In this talk, I present my use of formal filmic techniques across two works to advance a visual argument about mobility and borders in South Asia. Borders are readily made legible through visual representations and material practices such as maps, fences, walls, passports, flags, news coverage, and the like. But what happens when one shuffles the narrative? I dice, splice, and recombine images of borders to generate a picture of the border that is not amenable to figurative absorption. Mainstream representations of the India-Pakistan border emphasize polarity, but I show that the border is a continuous space even as it is a marker of discontinuity. Specifically, my stylistic use of juxtaposition, montage, glitch, and split-screen exposes reductions and excesses of the nation-state order. Drawing on long-term ethnographic fieldwork in the Thar Desert region, I will screen from A Gregarious Species (2023, 9 min) and Kitne Passports? (in-production) to convey how, like the filmic cut, the border produces a shared and segmented space. Culling together found footage and composing my own images, I argue that working within the visual medium itself can unravel mental pictures about the fixity of borders.

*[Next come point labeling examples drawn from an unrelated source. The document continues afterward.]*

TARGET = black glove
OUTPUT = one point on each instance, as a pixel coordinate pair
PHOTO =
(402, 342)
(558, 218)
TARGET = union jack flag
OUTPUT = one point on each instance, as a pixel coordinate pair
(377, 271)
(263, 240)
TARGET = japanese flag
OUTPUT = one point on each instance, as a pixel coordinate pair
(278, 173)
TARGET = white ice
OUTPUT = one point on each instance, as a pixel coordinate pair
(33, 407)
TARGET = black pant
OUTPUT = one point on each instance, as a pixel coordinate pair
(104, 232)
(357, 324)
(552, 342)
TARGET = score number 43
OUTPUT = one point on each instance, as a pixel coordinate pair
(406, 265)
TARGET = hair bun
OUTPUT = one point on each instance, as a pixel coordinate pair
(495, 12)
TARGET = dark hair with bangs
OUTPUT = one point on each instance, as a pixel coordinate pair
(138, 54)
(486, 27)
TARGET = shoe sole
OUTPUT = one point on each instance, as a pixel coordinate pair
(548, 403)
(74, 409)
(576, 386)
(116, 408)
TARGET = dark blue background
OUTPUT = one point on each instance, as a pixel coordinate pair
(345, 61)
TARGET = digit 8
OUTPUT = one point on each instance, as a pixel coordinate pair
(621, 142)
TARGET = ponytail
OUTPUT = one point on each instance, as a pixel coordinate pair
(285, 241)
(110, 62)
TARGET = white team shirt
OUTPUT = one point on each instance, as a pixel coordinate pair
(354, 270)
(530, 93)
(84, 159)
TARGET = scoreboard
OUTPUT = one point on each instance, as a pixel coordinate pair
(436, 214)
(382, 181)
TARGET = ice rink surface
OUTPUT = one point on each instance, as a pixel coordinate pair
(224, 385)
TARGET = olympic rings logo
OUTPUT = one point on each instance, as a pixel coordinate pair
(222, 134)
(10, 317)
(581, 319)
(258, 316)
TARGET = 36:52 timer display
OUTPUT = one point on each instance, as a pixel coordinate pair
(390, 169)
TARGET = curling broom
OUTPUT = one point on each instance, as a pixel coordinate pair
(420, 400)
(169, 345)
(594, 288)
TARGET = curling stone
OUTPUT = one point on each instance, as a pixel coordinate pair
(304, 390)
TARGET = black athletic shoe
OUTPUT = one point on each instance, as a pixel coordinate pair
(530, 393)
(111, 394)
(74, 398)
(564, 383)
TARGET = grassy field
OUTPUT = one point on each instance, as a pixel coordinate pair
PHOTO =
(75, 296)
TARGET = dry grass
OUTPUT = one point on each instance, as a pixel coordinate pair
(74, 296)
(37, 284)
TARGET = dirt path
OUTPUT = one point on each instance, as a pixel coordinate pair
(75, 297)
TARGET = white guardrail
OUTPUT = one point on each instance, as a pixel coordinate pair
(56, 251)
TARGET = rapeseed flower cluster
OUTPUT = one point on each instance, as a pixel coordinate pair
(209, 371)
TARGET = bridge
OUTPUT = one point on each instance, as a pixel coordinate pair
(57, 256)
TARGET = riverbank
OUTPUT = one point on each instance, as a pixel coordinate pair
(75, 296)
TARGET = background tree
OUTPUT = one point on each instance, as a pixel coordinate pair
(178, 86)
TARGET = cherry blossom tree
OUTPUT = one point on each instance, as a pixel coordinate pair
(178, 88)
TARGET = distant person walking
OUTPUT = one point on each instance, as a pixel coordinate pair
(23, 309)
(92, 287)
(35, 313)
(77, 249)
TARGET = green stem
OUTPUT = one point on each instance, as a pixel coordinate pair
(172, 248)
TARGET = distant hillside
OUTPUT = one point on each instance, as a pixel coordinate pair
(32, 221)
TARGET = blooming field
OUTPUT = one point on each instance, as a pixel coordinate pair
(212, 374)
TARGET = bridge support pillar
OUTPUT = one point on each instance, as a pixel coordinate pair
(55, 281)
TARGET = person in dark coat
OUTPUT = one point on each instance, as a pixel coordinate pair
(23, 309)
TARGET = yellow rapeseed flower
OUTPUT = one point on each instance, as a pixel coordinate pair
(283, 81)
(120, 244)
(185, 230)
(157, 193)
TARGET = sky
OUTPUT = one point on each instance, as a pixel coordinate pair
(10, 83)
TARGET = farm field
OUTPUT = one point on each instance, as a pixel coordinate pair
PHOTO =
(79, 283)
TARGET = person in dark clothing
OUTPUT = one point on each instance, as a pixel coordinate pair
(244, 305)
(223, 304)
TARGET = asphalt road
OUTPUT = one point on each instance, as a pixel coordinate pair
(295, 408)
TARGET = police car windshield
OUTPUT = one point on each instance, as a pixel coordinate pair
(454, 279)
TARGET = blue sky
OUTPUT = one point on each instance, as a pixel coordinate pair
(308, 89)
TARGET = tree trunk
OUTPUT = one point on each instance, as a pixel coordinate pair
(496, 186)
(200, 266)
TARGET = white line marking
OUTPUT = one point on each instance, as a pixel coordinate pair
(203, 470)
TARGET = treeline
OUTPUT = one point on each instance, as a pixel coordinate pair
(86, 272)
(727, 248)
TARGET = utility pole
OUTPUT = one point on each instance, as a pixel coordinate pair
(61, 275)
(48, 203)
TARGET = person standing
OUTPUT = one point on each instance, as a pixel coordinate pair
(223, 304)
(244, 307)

A Gregarious Species (2023, 9 min)
What do bugs and borders have to do with each other? Bringing together mobile phone videos of transboundary gregarious locust swarms, political rallies, and scientific webinars, this found-footage, experimental video raises questions about the selective porosity of borders amidst environmental crisis, farmer insecurity, and nationalism in South Asia.
Kitne Passports? (in production, 15-min visual sample)
What does waiting for a welcome feel like? Follow four, cross-caste Pakistani Hindu migrant families as they shift between minority and majority status, navigating uncertain futures in India.
Natasha Raheja is an Assistant Professor of Anthropology and Performing & Media Arts at Cornell University. She received her PhD in Anthropology from NYU and her BS in Biology and MA in Asian Languages and Literature with a focus on Urdu from UT Austin. Her film and writing projects explore questions of migration, belonging, and majority-minority politics in South Asia. Dr. Raheja is the director of Cast in India, an observational portrait of the Bengali metal workers who manufacture New York City manhole covers; and her book Selective Welcome: Pakistani Hindus in India is forthcoming with the University of Chicago Press.